Report recommends sanctions against countries that persecute Christians

The final report of a UK Independent Review into persecuted Christians has been published.

Commissioned by the British Foreign Office, it has recommended that the UK government should be prepared to impose sanctions against countries that persecute Christians.

The Government should also adopt a definition of anti-Christian discrimination and persecution, similar to those applied to Islamophobia and antisemitism, the report says. British diplomats and other Foreign Office staff, both in the UK and abroad, should have mandatory training in religious literacy in order to equip them to understand the scale and significance of the issue.

The report, by Philip Mounstephen, the Anglican bishop of Truro, was commissioned by the foreign secretary, Jeremy Hunt, to examine the extent and nature of Christian persecution and assess the UK government’s response.

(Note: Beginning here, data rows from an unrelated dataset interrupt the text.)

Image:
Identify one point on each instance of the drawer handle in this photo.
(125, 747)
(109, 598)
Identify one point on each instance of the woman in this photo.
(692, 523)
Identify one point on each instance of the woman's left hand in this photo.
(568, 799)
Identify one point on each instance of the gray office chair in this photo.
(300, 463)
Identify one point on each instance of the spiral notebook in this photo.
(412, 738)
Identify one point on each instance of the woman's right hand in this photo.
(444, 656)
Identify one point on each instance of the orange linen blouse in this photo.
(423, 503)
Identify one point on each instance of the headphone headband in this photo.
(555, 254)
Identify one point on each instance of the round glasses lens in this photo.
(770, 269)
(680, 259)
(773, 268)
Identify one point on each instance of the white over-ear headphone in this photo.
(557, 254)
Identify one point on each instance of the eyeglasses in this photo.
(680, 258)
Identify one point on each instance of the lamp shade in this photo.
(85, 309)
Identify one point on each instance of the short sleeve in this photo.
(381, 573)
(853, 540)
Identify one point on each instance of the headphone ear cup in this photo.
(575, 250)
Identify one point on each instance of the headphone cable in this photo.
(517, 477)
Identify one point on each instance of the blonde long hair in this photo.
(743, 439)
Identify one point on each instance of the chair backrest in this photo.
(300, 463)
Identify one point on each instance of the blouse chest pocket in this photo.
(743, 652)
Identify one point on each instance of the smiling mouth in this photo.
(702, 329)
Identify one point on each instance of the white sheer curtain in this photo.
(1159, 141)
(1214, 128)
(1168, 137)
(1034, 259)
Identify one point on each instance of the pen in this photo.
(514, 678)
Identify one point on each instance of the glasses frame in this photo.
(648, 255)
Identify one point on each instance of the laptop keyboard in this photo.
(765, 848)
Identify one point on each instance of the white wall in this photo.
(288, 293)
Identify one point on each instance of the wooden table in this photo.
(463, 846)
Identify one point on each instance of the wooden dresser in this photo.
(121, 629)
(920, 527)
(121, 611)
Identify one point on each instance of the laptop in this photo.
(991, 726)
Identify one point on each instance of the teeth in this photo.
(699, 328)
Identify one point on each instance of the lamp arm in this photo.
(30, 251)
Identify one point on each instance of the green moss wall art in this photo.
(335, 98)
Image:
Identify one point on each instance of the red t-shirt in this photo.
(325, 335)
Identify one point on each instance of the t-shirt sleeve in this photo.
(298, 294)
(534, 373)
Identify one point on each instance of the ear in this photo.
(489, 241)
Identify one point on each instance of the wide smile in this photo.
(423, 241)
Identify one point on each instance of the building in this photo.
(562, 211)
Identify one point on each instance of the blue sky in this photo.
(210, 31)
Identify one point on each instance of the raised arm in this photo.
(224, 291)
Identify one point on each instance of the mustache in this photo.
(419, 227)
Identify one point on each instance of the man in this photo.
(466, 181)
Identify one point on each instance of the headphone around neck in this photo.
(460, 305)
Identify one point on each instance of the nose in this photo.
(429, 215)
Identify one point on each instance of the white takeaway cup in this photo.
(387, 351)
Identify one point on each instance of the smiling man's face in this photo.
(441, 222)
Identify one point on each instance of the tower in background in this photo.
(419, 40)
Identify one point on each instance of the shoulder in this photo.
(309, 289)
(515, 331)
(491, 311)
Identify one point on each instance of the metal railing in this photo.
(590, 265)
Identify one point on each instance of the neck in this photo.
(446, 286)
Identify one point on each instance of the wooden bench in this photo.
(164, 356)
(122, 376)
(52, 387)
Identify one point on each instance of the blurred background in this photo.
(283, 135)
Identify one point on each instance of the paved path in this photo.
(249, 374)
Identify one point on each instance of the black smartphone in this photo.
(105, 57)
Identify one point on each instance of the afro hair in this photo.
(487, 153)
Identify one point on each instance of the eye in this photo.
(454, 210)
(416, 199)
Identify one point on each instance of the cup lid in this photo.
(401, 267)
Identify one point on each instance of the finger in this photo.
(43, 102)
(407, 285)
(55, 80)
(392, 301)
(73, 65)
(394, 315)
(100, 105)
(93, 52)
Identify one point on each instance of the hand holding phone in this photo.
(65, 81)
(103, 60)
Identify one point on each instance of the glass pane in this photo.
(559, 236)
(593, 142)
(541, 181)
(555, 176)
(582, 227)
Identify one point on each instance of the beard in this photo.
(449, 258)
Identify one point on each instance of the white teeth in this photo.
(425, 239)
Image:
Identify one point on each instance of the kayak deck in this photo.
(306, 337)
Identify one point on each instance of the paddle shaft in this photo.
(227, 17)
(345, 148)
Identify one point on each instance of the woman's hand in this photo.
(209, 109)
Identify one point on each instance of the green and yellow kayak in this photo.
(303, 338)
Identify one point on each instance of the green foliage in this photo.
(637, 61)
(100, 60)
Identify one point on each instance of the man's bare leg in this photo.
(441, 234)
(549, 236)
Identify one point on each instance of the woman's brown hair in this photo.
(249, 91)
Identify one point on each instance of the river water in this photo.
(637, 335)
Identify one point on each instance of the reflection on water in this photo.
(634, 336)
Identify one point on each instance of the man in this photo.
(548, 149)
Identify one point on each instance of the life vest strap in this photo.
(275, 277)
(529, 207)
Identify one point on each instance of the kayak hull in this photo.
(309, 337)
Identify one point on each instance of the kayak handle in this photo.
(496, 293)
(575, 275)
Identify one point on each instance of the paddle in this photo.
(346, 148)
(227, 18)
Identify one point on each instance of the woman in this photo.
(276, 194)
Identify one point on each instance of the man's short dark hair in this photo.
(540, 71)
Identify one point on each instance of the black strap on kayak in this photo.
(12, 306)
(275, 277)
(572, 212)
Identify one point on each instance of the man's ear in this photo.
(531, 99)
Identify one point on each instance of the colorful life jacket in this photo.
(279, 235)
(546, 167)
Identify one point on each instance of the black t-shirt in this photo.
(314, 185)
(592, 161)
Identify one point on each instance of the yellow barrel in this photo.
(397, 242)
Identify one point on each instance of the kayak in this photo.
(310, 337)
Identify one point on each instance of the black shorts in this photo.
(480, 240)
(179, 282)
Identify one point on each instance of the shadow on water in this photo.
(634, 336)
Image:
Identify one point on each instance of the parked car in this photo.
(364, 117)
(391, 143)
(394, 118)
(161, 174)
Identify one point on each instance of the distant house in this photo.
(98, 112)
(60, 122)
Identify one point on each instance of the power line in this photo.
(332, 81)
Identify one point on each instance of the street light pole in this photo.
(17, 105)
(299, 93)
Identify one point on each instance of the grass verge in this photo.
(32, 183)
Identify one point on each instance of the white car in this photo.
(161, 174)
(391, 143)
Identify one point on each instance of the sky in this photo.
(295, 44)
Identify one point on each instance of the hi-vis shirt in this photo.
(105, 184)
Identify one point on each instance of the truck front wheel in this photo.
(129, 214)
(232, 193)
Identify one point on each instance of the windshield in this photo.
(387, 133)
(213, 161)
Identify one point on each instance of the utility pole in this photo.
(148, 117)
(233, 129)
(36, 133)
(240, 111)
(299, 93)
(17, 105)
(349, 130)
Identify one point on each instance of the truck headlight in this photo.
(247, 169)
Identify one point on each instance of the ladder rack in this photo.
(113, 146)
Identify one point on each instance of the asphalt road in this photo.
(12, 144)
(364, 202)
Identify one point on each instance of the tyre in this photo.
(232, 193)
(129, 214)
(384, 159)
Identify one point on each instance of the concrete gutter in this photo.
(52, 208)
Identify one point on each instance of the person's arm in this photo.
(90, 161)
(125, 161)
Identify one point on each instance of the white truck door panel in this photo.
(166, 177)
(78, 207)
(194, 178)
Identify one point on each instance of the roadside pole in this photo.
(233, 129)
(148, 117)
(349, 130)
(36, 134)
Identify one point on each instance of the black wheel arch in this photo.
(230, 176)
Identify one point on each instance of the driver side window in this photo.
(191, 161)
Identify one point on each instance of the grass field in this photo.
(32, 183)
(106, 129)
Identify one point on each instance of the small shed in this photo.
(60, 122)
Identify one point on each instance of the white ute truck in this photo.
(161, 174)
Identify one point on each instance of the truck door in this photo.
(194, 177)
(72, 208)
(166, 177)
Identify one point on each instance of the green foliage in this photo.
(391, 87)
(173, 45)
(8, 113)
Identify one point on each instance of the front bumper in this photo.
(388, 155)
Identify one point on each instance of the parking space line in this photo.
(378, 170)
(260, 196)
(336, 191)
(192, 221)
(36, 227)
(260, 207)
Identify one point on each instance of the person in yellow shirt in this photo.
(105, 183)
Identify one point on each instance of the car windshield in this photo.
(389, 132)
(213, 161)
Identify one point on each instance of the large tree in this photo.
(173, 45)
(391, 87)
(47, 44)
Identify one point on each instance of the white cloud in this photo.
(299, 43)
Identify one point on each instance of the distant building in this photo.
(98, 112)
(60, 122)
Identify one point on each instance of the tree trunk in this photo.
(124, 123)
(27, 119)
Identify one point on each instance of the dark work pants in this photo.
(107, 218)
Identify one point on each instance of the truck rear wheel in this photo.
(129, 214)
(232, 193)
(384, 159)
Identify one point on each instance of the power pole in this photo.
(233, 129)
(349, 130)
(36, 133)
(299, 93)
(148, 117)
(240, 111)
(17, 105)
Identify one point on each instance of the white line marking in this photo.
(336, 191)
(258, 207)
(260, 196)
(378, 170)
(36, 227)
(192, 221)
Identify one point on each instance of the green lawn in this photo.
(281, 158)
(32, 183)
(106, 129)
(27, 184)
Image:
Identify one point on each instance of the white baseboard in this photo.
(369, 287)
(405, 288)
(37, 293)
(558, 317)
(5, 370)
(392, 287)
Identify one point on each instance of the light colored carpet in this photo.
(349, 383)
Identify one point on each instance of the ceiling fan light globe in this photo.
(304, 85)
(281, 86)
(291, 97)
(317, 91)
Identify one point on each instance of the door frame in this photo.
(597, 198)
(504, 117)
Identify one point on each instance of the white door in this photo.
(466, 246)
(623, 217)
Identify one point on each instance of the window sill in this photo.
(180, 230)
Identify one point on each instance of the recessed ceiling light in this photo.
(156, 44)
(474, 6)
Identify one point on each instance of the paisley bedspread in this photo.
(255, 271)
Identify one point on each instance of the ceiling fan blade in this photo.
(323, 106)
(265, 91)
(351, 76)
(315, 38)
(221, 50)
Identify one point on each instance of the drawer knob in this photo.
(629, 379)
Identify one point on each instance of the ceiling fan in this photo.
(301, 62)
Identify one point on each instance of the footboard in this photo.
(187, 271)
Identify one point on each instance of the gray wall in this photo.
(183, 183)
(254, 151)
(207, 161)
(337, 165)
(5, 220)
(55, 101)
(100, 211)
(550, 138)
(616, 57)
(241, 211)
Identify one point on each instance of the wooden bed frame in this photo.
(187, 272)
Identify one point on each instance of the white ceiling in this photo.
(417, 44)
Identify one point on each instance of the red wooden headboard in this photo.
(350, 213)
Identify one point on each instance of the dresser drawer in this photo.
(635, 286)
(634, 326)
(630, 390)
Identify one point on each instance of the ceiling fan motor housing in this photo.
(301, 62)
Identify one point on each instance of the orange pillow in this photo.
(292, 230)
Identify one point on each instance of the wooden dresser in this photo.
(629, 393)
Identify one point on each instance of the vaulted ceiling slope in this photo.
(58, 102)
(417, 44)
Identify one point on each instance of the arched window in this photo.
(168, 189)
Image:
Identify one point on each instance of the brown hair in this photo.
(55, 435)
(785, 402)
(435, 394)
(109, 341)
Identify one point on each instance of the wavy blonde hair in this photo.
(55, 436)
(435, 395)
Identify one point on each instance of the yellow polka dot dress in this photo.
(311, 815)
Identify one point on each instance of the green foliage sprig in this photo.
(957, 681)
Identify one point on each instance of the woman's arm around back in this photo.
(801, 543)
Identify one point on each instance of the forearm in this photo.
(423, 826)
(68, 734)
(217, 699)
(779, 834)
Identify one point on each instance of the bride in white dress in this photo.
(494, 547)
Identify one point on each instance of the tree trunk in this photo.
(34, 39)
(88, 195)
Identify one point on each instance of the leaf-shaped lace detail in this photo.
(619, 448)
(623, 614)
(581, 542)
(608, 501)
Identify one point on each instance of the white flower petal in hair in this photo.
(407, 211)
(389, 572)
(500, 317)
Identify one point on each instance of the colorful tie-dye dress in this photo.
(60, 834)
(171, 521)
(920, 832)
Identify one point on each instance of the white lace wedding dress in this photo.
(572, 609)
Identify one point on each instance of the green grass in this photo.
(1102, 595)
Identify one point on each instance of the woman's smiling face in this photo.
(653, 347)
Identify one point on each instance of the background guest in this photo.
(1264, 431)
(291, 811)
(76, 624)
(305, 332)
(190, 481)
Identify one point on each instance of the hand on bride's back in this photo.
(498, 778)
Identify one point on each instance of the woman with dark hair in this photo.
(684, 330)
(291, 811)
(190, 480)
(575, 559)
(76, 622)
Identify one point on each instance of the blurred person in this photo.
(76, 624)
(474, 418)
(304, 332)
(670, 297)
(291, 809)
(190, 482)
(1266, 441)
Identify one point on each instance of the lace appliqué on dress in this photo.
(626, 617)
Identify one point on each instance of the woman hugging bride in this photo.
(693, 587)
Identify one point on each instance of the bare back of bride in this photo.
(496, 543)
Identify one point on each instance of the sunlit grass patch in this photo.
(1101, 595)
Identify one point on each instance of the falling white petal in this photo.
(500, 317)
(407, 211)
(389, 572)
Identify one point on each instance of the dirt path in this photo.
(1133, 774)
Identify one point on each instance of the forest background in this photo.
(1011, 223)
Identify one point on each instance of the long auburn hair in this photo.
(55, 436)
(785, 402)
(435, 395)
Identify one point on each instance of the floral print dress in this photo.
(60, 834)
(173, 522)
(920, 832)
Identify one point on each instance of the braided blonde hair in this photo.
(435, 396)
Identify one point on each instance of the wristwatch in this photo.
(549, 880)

Hunt said he would enact all of the recommendations if he became prime minister and said he agreed with the report’s conclusion that Christians were the most persecuted religious group in the world.

Hunt said the UK must take a firmer stance on the persecution of Christians around the world. “The sense of misguided political correctness that has stopped us standing up for Christians overseas must end,” he said. “At home we all benefit from living in a tolerant, diverse society and we should not be afraid of promoting those values abroad. It is a sad fact that Christians are the most persecuted religious group in modern times. I am determined to show that we are on their side.”

An estimated one-third of the world’s population suffers from religious persecution in some form, with 80% of them being Christians, it is claimed.